With alluring rental returns achievable and low-cost interest-only mortgages, otherwise deemed too risky for regular homebuyers, still available to landlords, buy-to-let continues to have plenty of momentum behind it that appeals to prospective investors, but there is growing concern that the sector is getting out of control.
Sir Jon Cunliffe, Bank of England (BoE) deputy governor, has expressed his concern at the rapid pace the buy-to-let mortgage market is growing.
He is worried that mortgage lenders are overexposing themselves to buy-to-let and lending money too freely.
Buy-to-let lending has increased by an average of 6% since 2008, but he acknowledged that it had shot up to 11.5% last year.
The deputy governor also highlighted the fact that but-to-let lending to landlords now accounts for more than 15% of all mortgages, up from around 8.5% in 2007.
With mortgage lending in the sector growing, he told the press this week that it is necessary to look carefully at whether lenders’ underwriting standards are falling and at what is happening “to the distribution of borrowers’ indebtedness”.
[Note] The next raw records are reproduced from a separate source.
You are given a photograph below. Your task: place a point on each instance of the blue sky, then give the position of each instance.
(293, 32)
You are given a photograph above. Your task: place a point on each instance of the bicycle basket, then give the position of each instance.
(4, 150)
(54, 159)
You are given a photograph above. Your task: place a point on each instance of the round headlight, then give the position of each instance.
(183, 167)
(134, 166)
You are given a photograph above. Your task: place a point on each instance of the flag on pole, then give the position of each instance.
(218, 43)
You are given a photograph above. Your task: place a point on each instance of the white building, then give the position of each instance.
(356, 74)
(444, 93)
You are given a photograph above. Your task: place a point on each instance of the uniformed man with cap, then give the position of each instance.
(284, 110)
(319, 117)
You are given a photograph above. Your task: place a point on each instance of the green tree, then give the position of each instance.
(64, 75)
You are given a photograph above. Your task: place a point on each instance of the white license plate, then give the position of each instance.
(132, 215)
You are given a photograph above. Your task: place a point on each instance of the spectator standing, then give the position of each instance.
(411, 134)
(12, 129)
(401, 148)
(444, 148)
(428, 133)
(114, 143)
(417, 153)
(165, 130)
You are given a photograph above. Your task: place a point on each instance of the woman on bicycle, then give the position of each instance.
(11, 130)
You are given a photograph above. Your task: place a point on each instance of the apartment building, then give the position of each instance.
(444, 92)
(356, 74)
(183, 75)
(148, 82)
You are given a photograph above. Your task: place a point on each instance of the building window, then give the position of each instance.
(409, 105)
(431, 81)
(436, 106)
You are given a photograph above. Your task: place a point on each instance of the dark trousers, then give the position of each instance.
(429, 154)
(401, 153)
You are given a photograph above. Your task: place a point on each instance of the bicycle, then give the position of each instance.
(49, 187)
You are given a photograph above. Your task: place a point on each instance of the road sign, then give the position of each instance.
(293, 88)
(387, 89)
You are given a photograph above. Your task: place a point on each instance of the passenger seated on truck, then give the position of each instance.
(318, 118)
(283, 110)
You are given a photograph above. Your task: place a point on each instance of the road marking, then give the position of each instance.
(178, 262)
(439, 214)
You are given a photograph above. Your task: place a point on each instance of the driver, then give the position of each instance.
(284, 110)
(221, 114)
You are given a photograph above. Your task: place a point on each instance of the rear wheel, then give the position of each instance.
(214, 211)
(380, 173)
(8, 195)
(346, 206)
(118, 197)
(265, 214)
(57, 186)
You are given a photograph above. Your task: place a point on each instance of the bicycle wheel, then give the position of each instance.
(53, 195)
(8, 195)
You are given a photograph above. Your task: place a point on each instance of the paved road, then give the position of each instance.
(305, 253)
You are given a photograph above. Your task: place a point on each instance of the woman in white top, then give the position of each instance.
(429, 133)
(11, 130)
Cunliffe said: “At around the start of 2016, lenders were planning to grow their gross buy-to-let lending by, on average, almost 20% per annum over the next two years, with some challenger banks and smaller building societies planning to grow their buy-to-let books at a much faster rate.
“When some form of credit is growing fast one needs to look very carefully at whether lenders’ underwriting standards are slipping.”
In March, the Bank of England announced plans to introduce more stringent checks on buy-to-let lenders amid concerns that the property investment market is moving into bubble territory.
The Bank’s Prudential Regulation Authority said it was putting in place a “guardrail” to prevent banks from making risky loans, warning that 20% of lenders were not carrying out the necessary checks.
The main concern is that a bubble in the buy-to-let market could cause a wider housing market slowdown, which would be bad news for millions of people who have invested in property.
More than 1.7 million properties have buy-to-let mortgages, which represented 17% of loans used to acquire homes last year.
Mortgage lenders now have to take into account all the costs a landlord might have to pay when renting out a property as well as the borrower’s wider financial situation, including their personal tax liabilities and living costs.